At first, I thought it was a problem with the “Files” folder, but the issue lies with the “Work” folder. Running the process within the container context changes the owner of the files. This is built-in feature in Octopus. Exactly, it violates the principle of least privilege, which states that users should be granted only the minimal set of privileges necessary to perform their tasks.
Just an update from my investigation before the weekend, I haven’t quite reproduced it just yet but will be looking into it further.
I noticed the Docker Security docs mention the Linux Kernel capabilities include the ability to change a file’s owner so that could explain what’s going on, could you please confirm how you gave the non-root user permission to use the docker socket?
One primary risk with running Docker containers is that the default set of capabilities and mounts given to a container may provide incomplete isolation, either independently, or when used in combination with kernel vulnerabilities.
I’ll keep you posted with any further updates or questions, feel free to reach out with any of your own!
On each Linux machine, a user named octopus is created and added to the docker group.
I believe there is an issue with running a Docker container through Octopus. The problem is simply the lack of parameterization in the “docker run” command, specifically regarding the “–user” argument.
Jumping in for Finnian as he is off shift at the moment and something rang a bell from your previous comment.
You did actually put a request in for this ages ago which resulted in us creating this GitHub issue and subsequently fixing it allowing non-root users to be able to run our docker images.
But I recalled our lead engineer recently saying something about a non-root user and docker. I then found the forum post where he mentioned what the issue was, whilst this is not directly related to the work folder I do believe it is a similar issue you are seeing, just on a different folder:
The problem stemming from the fact we don’t add the octopus user to the subuid/subgid files - it’s currently on the backlog, and the team will get this fixed up at the earliest opportunity.
You mentioned:
Later, we noticed that Tentacle was logging a message on the machine indicating a lack of permissions. We turned out that the data in the Works folder was owned by the root user
So it might be the case we need to add the octopus user to the work folder too alongside the subuid/subgid files?
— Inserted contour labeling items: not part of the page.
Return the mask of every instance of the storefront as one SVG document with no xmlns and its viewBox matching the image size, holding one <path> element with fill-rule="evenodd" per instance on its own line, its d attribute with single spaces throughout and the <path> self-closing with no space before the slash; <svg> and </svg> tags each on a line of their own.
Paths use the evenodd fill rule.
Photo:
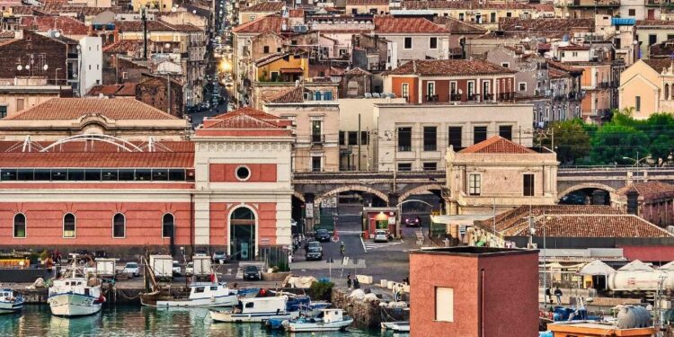
<svg viewBox="0 0 674 337">
<path fill-rule="evenodd" d="M 376 230 L 385 229 L 398 233 L 397 209 L 394 207 L 363 208 L 363 236 L 370 238 Z"/>
</svg>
I will add this to the discussion with Finnian and the engineers and see if that is the issue and if so we can hopefully get that fixed for you and other users, I have not heard of other users having this issue but it might be they just have not noticed the work folder not being cleaned out properly.
We will be in touch when we have an update for you,
Kind Regards,
Clare
Cheers for confirming that, that’s the same process I’ve done on my end however I did notice the docker docs indicate these users still have root-level permissions so I thought I’d double check: Linux post-installation steps for Docker Engine | Docker Docs
The docker group grants root-level privileges to the user.
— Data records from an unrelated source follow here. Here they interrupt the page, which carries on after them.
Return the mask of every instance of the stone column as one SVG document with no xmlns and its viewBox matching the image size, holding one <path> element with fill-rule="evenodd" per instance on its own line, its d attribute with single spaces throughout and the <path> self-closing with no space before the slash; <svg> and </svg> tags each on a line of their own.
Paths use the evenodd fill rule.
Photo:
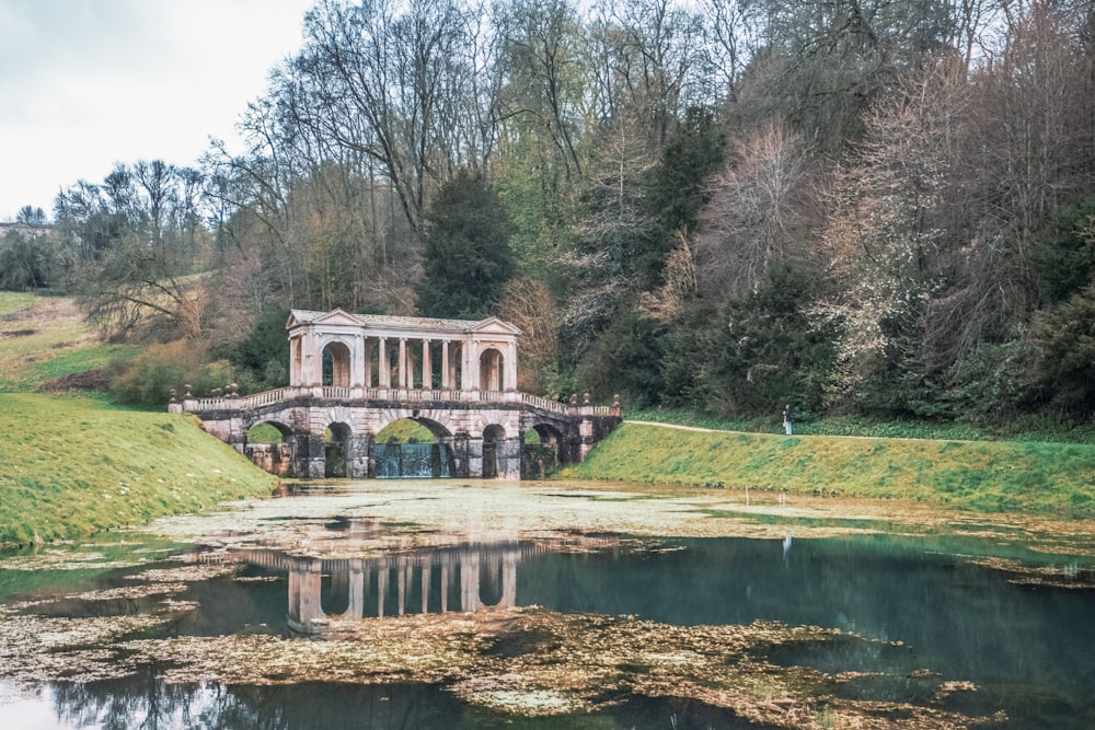
<svg viewBox="0 0 1095 730">
<path fill-rule="evenodd" d="M 517 343 L 509 343 L 506 347 L 506 372 L 503 375 L 505 384 L 503 390 L 517 390 Z"/>
<path fill-rule="evenodd" d="M 372 387 L 372 339 L 365 338 L 365 386 Z"/>
<path fill-rule="evenodd" d="M 381 558 L 377 567 L 377 618 L 384 617 L 384 599 L 388 595 L 388 560 Z"/>
<path fill-rule="evenodd" d="M 449 556 L 441 556 L 441 613 L 449 613 Z"/>
<path fill-rule="evenodd" d="M 434 368 L 429 361 L 429 340 L 422 340 L 422 390 L 434 389 Z"/>
<path fill-rule="evenodd" d="M 407 339 L 400 337 L 400 372 L 396 387 L 407 387 Z"/>
<path fill-rule="evenodd" d="M 452 387 L 452 378 L 449 372 L 449 340 L 441 340 L 441 390 L 447 391 Z"/>
<path fill-rule="evenodd" d="M 346 604 L 346 616 L 361 618 L 365 615 L 365 568 L 360 560 L 349 566 L 349 601 Z"/>
<path fill-rule="evenodd" d="M 346 476 L 368 478 L 372 456 L 372 433 L 353 434 L 346 440 Z"/>
<path fill-rule="evenodd" d="M 460 561 L 460 610 L 479 611 L 479 553 L 469 553 Z"/>
<path fill-rule="evenodd" d="M 380 376 L 378 387 L 387 390 L 392 386 L 392 363 L 388 359 L 388 338 L 380 337 L 377 341 L 380 348 L 380 356 L 377 360 L 377 374 Z"/>
</svg>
I’ve finally managed to reproduce the files being created by the root user not clearing by adding a Package Reference to a Script step that’s configured to be extracted:
And using the following dockerfile I was able to get the files created in the container to be owned by the non-root user that I had added to the docker group, which I’ve confirmed get cleaned up afterwards:
FROM octopusdeploy/worker-tools:ubuntu.22.04
# Add a new user "finnocto" with user id 1001
RUN useradd -u 1001 finnocto
# Change to non-root privilege
USER finnocto
I’ll keep digging into this and see if there’s an issue or improvement to be made here, as it’s not ideal having drives fill up, but hope that helps in the meantime!
Feel free to reach out with any questions or if I can clarify anything at all!
I tested your solution, and it works, but under certain conditions. The user inside the container, as well as on the Linux host, must have the same UID. Otherwise, the deployment encounters permission issues with files.